Die Lage ist sehr verzwickt. Kerstin ist erwachsen, mündig, selber für ihr Leben und Leiden verantwortlich. So sehr du sie liebst, du kannst sie nicht vor diesem Mann beschützen.
Was du aber kannst und was ich an deiner Stelle unbedingt machen würde: ihr regelmässig den Spiegel vorhalten. Ohne irgendetwas zu beschönigen. Ohne Angst vor ihrer Reaktion. Das Unangenehme beim Wort nennen.
Sie wird sich ständig winden, kurzfristig treibst du sie damit vielleicht noch etwas mehr in seine Arme. Deine Worte werden aber haften bleiben und spätestens im stillen Kämmerlein wird sie sich Gedanken machen.
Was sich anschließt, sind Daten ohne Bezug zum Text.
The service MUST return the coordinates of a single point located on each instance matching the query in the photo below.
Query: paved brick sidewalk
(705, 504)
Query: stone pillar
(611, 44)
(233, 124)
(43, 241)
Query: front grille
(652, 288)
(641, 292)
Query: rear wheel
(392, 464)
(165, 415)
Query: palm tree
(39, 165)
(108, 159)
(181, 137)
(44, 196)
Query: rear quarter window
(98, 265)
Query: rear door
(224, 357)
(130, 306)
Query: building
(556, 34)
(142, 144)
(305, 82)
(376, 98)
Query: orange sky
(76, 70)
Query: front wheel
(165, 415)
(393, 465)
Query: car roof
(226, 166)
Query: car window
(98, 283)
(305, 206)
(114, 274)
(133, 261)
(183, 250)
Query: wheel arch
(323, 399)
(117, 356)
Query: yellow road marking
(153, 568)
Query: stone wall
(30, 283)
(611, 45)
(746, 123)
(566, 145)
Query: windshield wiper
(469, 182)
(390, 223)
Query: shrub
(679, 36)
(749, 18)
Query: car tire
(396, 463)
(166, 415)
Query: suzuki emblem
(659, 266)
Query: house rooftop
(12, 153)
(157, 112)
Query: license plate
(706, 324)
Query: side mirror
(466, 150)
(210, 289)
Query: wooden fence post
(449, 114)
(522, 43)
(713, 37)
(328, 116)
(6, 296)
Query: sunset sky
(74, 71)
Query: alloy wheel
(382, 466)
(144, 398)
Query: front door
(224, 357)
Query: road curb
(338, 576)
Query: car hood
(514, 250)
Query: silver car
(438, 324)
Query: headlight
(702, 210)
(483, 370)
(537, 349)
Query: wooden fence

Sag ihr, dass es dich zerreisst, dass sie an einen Mann geraten ist, der sie schlecht behandelt, der sogar gewalttätig wird. Sag ihr auch, dass der sich mit grösster Wahrscheinlichkeit nicht ändern wird. Frag sie, ob sie wirklich den Rest ihres Lebens an der Seite eines solchen Typen verbringen will.
Sag ihr, dass es in einer Beziehung sehr wohl mal turbulente Zeiten gibt, die guten aber definitiv überwiegen müssen.
Sag ihr, dass du sehr wohl verstehst, dass er gut im Bett ist. Dass das aber nicht reicht, um eine respektvolle Beziehung zu führen.
Sag ihr, dass du auch sehr wohl verstehst, dass ein Schlussstrich Angst macht, Ungewissheit bedeutet und zuerst einmal eine grosse Leere da wäre. Sag ihr dazu unbedingt, dass du mit ihr da durch gehst. Dass es sich lohnt. Dass sie belohnt wird.
Es ist nicht wichtig, wie du deine Gefühle formulierst. Wichtig ist einfach, dass du sie kommunizierst. Immer wieder. Selbst wenn Kerstin sauer wird, eine gute Freundschaft hält vieles aus.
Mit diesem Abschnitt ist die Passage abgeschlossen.